1. Integrating in-store customer data with online & offline channels
Some retailers have found that their in-store consumers turn to mobile devices during the brick and mortar shopping experience to check reviews, to look for additional sizes and stock, and to browse products. To capitalize on this, they’re accommodating their mobile-savvy shoppers by making it easier to share in-store information across channels and devices–and then leveraging that customer data by following up with personalized marketing efforts.
For example: Fashion retailer Rebecca Minkoff has created a “Save your fitting room session” experience, in which fitting rooms are equipped with screens that allow a customer to save the items they liked during an in-store try-on session and then order them later from their mobile device (via the eCommerce site or call-in number.)
As a result of integrating this in-store customer data with their online and offline channels, they saw a 6-7x increase in sales in as little as 5-6 months.

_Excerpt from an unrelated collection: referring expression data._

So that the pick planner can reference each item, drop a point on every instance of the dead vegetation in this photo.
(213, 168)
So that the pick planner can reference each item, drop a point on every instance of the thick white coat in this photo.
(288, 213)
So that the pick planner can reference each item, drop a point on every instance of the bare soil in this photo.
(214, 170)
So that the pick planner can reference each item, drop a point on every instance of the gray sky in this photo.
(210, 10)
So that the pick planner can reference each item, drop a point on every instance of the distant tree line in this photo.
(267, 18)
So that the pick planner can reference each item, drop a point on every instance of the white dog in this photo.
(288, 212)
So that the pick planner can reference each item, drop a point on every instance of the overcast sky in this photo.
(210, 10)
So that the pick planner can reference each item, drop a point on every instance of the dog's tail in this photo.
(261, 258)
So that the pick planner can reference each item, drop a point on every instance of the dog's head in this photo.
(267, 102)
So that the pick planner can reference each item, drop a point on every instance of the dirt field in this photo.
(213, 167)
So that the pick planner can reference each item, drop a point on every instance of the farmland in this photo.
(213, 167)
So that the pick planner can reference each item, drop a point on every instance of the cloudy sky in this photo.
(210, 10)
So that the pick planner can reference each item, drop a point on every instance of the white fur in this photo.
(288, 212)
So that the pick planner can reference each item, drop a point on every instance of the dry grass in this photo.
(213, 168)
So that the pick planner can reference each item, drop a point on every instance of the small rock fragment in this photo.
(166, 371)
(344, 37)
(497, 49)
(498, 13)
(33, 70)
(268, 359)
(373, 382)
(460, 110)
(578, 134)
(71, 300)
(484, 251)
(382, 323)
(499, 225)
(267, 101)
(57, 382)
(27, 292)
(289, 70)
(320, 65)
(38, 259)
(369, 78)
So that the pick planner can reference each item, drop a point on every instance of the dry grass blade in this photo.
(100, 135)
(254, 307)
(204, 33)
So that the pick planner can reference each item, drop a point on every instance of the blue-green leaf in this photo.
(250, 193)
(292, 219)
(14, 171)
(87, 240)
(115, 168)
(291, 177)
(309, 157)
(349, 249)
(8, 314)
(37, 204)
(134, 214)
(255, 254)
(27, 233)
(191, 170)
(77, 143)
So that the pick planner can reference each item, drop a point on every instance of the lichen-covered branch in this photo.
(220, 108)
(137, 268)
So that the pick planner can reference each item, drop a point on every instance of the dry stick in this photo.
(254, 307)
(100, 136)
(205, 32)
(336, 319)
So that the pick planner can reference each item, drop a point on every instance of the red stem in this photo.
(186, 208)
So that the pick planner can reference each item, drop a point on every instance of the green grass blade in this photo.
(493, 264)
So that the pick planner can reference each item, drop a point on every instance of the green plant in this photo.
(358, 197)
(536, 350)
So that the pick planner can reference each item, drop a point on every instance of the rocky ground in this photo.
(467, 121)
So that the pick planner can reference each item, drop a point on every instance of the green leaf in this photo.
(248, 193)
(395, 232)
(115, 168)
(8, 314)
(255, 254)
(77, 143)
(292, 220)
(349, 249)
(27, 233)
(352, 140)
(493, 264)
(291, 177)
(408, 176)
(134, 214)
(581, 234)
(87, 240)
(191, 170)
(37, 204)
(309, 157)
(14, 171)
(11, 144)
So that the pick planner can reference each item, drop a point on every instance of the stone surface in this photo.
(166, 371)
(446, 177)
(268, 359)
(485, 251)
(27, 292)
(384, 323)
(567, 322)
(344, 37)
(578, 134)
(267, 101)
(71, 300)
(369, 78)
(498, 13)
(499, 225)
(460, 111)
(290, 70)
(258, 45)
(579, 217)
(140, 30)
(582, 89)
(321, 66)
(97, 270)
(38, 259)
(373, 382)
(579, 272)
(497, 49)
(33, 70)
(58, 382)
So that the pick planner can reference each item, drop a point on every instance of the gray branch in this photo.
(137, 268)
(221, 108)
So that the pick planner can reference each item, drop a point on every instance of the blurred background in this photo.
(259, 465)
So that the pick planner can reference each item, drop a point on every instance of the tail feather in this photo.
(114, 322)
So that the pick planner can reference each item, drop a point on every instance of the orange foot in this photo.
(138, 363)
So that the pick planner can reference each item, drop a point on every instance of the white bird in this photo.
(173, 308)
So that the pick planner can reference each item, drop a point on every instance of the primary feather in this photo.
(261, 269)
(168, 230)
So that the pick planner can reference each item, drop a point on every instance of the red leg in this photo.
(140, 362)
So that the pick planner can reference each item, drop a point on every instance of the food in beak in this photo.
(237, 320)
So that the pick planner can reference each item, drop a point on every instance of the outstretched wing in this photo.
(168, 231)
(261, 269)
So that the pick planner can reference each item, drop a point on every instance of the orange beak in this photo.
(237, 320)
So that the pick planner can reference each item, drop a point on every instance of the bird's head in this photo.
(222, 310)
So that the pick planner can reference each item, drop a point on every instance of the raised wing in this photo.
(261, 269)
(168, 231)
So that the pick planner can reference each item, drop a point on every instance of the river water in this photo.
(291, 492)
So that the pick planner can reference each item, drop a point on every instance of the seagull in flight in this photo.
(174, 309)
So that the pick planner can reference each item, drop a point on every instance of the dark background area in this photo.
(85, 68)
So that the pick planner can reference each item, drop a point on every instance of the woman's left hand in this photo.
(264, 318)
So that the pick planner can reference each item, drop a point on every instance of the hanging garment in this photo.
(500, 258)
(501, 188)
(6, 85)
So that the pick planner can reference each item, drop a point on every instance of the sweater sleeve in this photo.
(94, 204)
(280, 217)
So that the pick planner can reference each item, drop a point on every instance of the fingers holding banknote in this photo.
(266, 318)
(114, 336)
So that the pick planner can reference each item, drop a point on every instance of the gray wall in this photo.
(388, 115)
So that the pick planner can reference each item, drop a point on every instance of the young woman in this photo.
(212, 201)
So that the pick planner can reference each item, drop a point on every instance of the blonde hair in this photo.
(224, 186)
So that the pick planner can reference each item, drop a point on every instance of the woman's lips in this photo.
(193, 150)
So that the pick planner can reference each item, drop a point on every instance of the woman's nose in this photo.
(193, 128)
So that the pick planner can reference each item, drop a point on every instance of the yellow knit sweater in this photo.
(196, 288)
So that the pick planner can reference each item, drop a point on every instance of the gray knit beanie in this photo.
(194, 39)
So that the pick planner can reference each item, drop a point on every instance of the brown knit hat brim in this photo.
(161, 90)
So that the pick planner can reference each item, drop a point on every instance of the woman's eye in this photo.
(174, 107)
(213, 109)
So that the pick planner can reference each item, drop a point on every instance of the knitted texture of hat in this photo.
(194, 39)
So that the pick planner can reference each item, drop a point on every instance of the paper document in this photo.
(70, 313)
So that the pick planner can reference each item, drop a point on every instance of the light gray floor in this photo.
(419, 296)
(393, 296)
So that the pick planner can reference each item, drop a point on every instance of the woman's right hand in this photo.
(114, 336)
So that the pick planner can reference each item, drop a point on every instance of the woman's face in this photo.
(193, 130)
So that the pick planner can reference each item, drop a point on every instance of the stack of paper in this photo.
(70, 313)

2. Putting user-generated content to work
Other retailers are enabling customers to create branded content via in-store experiences–and then they’re putting that user-generated content to work. In doing this, they’re producing marketing materials that feel more organic and capitalizing on the sharing aspect of social media to expand their reach far beyond what solely internal efforts could produce.

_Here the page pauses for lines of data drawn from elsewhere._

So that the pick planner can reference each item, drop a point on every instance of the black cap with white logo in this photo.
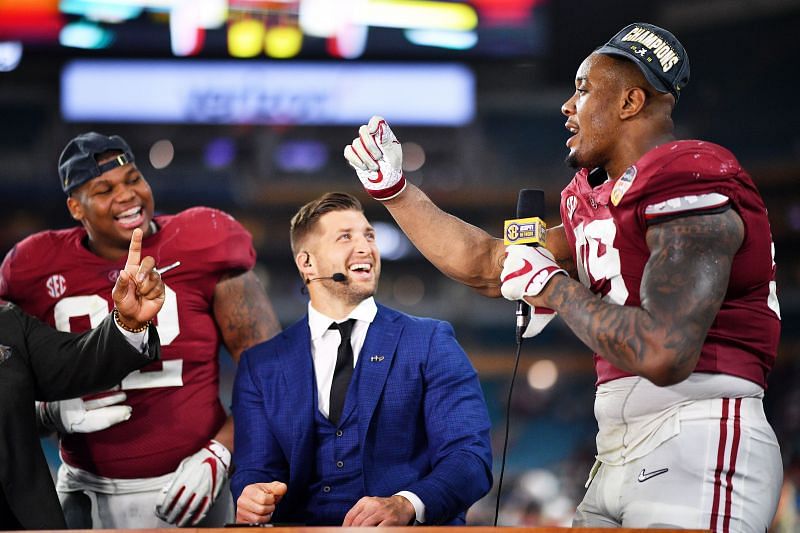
(658, 54)
(78, 162)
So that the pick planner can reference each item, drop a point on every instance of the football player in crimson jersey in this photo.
(156, 451)
(671, 283)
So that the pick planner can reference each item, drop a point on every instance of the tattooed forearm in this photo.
(683, 285)
(243, 312)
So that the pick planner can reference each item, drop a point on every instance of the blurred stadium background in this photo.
(245, 105)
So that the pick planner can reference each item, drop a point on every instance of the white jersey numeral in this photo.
(97, 308)
(772, 299)
(598, 260)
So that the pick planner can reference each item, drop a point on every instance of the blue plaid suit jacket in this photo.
(422, 417)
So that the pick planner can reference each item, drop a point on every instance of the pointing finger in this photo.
(145, 268)
(134, 252)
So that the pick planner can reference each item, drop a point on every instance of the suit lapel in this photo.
(297, 368)
(375, 361)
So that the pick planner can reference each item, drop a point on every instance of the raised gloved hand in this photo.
(378, 159)
(526, 271)
(195, 485)
(84, 416)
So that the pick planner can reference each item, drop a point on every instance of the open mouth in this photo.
(131, 218)
(573, 130)
(361, 270)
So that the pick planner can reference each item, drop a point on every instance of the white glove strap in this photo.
(222, 453)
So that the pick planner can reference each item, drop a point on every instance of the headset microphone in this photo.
(337, 277)
(528, 228)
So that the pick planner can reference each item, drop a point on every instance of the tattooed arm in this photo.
(243, 312)
(683, 286)
(245, 317)
(460, 250)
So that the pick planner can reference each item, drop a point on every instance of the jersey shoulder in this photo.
(208, 235)
(683, 167)
(680, 177)
(38, 254)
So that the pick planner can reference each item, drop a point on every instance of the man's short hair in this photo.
(79, 160)
(306, 218)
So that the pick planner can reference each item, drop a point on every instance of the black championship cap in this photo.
(78, 162)
(658, 54)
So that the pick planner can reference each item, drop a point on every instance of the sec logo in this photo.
(512, 232)
(56, 285)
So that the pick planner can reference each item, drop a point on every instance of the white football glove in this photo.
(378, 159)
(195, 485)
(84, 416)
(526, 271)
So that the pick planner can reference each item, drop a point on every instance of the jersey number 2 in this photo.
(97, 308)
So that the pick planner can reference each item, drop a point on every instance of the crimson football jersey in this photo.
(175, 401)
(606, 226)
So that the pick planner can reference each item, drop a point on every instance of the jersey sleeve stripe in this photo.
(686, 205)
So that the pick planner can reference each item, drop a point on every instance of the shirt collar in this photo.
(318, 323)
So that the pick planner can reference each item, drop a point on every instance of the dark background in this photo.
(743, 94)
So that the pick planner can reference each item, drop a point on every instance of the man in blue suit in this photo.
(357, 415)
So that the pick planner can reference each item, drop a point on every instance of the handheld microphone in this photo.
(528, 228)
(336, 276)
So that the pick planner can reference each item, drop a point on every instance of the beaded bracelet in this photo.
(126, 328)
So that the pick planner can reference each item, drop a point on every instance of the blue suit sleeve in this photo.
(458, 427)
(257, 456)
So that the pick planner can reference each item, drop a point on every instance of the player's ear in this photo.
(304, 264)
(75, 208)
(633, 100)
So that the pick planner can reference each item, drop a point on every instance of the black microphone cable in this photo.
(530, 203)
(508, 423)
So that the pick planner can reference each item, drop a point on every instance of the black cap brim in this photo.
(657, 84)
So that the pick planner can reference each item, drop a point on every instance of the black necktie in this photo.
(343, 371)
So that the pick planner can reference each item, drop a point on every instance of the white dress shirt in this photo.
(324, 348)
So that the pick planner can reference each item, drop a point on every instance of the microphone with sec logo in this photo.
(529, 229)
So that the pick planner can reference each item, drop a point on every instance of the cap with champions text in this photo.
(78, 162)
(659, 55)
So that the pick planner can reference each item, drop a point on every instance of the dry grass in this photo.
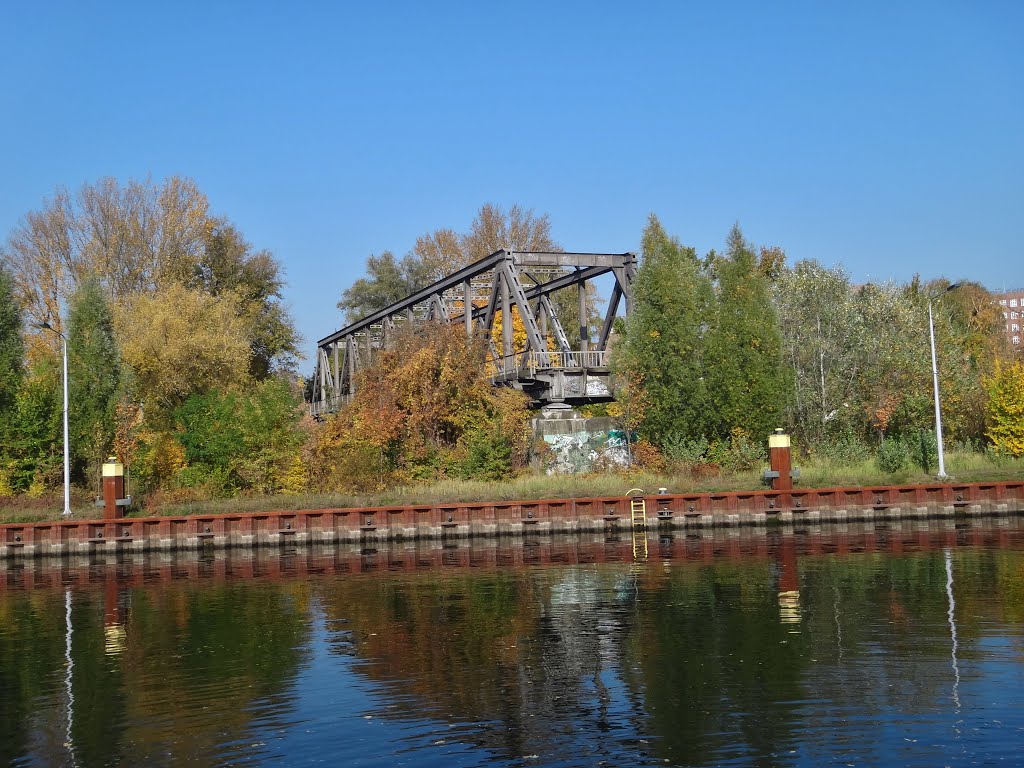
(962, 467)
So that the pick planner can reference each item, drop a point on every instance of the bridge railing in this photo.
(543, 360)
(510, 366)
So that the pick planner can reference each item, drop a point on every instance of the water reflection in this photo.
(796, 647)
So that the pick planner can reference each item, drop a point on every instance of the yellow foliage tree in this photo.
(1005, 411)
(178, 342)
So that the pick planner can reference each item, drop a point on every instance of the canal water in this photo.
(898, 644)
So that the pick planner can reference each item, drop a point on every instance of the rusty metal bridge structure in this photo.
(504, 285)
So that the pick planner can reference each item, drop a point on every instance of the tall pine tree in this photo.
(663, 349)
(11, 349)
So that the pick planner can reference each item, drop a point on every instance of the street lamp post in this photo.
(64, 346)
(935, 378)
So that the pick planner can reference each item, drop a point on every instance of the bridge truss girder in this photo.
(475, 296)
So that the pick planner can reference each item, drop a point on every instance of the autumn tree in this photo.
(131, 237)
(663, 349)
(426, 408)
(178, 342)
(228, 266)
(1005, 410)
(94, 376)
(139, 238)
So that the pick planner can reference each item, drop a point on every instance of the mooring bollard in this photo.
(780, 458)
(114, 489)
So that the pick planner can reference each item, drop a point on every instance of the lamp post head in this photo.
(947, 289)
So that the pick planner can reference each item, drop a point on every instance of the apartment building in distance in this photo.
(1012, 304)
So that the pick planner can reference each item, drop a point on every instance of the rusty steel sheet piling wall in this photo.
(426, 557)
(373, 524)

A great example of this: Topshop’s Wish You Were Here campaign. For 11 days in cities around the globe, Topshop offered free styling and makeup to participants who shared their “postcard” photos to their personal Instagram accounts, as well as to Topshop’s Facebook page. Participants were also given a printed copy of the photo to take home.

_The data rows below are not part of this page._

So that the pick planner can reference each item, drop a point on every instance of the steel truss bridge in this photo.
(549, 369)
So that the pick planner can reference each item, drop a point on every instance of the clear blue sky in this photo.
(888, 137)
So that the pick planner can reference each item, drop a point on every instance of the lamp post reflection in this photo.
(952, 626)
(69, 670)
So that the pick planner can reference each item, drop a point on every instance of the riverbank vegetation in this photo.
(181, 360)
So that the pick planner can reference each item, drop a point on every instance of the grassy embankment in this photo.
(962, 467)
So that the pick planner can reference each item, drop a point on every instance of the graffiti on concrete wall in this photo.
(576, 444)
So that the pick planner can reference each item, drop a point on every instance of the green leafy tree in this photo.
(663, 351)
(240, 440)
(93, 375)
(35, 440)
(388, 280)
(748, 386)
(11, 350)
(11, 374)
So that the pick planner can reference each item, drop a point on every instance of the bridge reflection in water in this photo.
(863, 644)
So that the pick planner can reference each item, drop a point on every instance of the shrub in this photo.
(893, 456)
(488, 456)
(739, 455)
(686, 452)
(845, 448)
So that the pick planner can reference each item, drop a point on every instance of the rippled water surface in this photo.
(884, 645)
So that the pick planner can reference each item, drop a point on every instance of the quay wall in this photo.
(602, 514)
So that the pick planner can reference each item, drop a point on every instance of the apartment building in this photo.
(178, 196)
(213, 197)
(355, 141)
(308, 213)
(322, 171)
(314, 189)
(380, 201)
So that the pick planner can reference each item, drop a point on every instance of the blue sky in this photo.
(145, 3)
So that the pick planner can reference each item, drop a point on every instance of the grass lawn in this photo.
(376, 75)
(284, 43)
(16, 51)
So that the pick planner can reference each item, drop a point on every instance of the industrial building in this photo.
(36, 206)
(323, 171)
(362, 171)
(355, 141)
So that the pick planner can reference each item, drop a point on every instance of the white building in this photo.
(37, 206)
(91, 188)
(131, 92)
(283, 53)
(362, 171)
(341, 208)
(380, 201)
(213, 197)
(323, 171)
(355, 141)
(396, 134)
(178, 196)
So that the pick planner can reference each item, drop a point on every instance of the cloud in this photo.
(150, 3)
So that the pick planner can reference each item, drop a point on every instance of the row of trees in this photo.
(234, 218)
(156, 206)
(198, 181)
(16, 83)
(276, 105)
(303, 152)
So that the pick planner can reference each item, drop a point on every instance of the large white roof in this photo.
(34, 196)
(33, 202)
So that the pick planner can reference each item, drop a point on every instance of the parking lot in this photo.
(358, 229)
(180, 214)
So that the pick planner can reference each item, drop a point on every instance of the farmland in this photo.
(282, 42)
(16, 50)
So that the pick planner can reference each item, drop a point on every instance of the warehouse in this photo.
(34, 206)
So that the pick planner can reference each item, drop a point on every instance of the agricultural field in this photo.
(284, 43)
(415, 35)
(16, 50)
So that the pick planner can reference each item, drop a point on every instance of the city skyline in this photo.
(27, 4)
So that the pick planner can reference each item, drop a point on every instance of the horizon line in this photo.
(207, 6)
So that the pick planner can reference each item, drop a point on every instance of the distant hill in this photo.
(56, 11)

As a result of this marketing campaign, Topshop generated an extra 5.3 million views on Facebook plus over 2,000 comments, as well as PR coverage in places like Mashable and Brand Republica well as 600+ other blogs. The total reach for the campaign is estimated at 7.5 million people.
3. Harnessing data for personalization across platforms
When it comes to harnessing data collected across multiple customer touchpoints, some marketers have figured out how to implement processes that help them use this information to deliver more personalized future interactions. In doing this, they’re able to more effectively cross-sell and upsell based on robust customer profiles.
For example: Home security retailer Vivint incorporates notes from phone calls into follow-up email retargeting efforts so that messages are extremely personalized and relevant for the recipient. If a prospect didn’t convert during an initial phone call, they follow up with an email that includes a targeted offer based on the indicated reason for non-conversion.
Vivint is the largest home security retailer in the U.S.–and it’s creative marketing tactics like this one that helps them stay a leader within the niche.
4. Using location data to create multiple purchase opportunities
Rather than creating competing in-store or online marketing offers, some retailers are instead making it easier for consumers to buy in whichever way is best for them. How are they doing that? They’re using the shopper’s location data to showcase the nearest retail location–alongside the mobile shopping experience.
A real life example: Nordstrom integrates locations of their nearest stores into the online experience so consumers can buy online or in-store (they can also buy online and pick up in-store)–and see in real time how far away the nearest brick and mortar location is in case they prefer to shop in-store rather than online.
By making it easy for a consumer to see where the nearest retail location is, they help overcome obstacles in the way of purchase (like wanting to try an item on or to see it in person.) When it’s obvious that a physical store is nearby, these efforts help direct interested buyers to another place they can make a purchase after taking a first-hand look.
5. Email offers to spur in-store purchases
Last, but not least–some retailers are spurring sales by including a printable offer that can be redeemed for an in-store purchase. No, it’s not necessarily a new idea–but it is helping drive ROI of email marketing for retailers who don’t offer online checkout (think restaurants, automotive repair shops, etc.)
One example of this in action: Jersey Mike’s, a chain of sub shops, uses email to share offers with customers that encourage in-store purchases. It’s effective, too: Data shows that 85% of Americans use coupons on a semi-regular basis.
While these types of retailers don’t have an eCommerce destination to drive traffic to, marketing campaigns like this one still help deliver substantial ROI through email and keep the brand name top-of-mind with audience members.
Think about the marketing campaigns you’ve seen here, and then consider how you, too, can step up your retail marketing efforts to fill the gaps and better serve your past, present, and future customers.
We challenge you to test out some new cross-channel efforts that integrate customer touchpoints and help foster a more holistic customer experience.